La Corte di Cassazione, con l’ordinanza del 30 luglio 2024, n. 2104, ha affrontato un caso attinente al risarcimento del danno differenziale a causa di un gravissimo infortunio sul lavoro patito da un lavoratore illecitamente interposto. Più precisamente, il lavoratore era addetto all’uso di una macchina ribobinatrice, di proprietà della società utilizzatrice effettiva della prestazione, subentrata nel contratto di affitto di ramo d’azienda tra la società cedente, formale datrice di lavoro, e la società cessionaria.

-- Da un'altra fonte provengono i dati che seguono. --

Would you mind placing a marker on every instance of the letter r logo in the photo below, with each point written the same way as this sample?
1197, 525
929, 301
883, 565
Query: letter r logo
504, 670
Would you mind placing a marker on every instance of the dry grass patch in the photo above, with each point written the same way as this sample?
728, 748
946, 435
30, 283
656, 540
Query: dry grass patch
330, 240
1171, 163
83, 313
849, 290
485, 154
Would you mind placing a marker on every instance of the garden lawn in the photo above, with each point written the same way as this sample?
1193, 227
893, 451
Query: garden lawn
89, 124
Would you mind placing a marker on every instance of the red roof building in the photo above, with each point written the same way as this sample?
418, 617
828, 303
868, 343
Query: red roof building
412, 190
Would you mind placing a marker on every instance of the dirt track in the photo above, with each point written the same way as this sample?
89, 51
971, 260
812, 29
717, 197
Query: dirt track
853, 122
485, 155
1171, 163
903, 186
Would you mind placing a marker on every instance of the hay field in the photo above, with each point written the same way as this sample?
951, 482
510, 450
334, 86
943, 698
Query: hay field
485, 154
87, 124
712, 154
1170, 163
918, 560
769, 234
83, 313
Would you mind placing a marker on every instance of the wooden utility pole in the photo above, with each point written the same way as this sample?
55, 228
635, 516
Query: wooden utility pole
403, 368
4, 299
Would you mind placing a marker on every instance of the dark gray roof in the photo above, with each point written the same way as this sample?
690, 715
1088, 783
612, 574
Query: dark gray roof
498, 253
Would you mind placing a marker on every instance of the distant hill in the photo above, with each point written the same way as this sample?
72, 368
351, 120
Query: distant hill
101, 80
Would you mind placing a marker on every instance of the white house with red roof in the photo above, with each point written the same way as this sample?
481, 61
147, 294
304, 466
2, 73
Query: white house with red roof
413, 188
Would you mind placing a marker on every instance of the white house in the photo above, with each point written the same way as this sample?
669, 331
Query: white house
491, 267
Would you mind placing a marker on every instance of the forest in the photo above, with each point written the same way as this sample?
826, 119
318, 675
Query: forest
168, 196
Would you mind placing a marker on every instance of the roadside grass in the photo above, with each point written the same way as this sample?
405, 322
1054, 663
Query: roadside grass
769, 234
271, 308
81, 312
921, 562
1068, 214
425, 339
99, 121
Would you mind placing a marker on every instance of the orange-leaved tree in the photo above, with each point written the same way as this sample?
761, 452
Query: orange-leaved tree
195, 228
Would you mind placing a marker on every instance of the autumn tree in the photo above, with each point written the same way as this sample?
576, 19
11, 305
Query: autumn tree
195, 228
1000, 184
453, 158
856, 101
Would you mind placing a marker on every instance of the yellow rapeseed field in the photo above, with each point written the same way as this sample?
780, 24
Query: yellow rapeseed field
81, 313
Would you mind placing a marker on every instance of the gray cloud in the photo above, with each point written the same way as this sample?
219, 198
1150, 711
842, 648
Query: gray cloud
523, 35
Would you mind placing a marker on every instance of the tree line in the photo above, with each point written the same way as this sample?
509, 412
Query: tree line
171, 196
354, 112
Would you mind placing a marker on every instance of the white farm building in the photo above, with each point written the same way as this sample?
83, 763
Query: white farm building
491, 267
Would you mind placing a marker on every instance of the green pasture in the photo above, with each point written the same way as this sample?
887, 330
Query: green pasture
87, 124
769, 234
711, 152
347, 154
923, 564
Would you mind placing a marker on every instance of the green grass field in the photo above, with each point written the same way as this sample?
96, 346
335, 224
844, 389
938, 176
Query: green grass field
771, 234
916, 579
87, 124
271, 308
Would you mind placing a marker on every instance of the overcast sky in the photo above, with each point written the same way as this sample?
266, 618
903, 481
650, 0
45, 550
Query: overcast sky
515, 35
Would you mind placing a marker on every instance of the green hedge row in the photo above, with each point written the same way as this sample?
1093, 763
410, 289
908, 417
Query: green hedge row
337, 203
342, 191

Secondo la Corte d’Appello, l’infortunio non rientrava nell’ambito della copertura della polizza assicurativa stipulata dalla società utilizzatrice, in quanto la responsabilità civile verso i prestatori di lavoro operava solo per i dipendenti o i parasubordinati assicurati e non, quindi, nei confronti dei lavoratori interposti. Difatti, non potevano essere considerati dipendenti dell’utilizzatrice essendo già dipendenti e, quindi, assicurati dalla cedente.
La Suprema Corte ha ritenuto errata l’affermazione della Corte d’Appello per cui il datore di lavoro assicurato fosse la società datrice formale, la quale aveva a libro paga l’infortunato. Infatti, in applicazione dalla disciplina degli artt. 27 e 29 d.lgs. 276/2003, il lavoratore doveva ritenersi assicurato ex lege dall’effettiva datrice di lavoro.
Nel caso di specie, il lavoratore è dunque da ritenersi illecitamente impiegato in un appalto illecito di manodopera alle dipendenze del datore di lavoro effettivo, che sarà pertanto chiamato a rispondere dell’infortunio.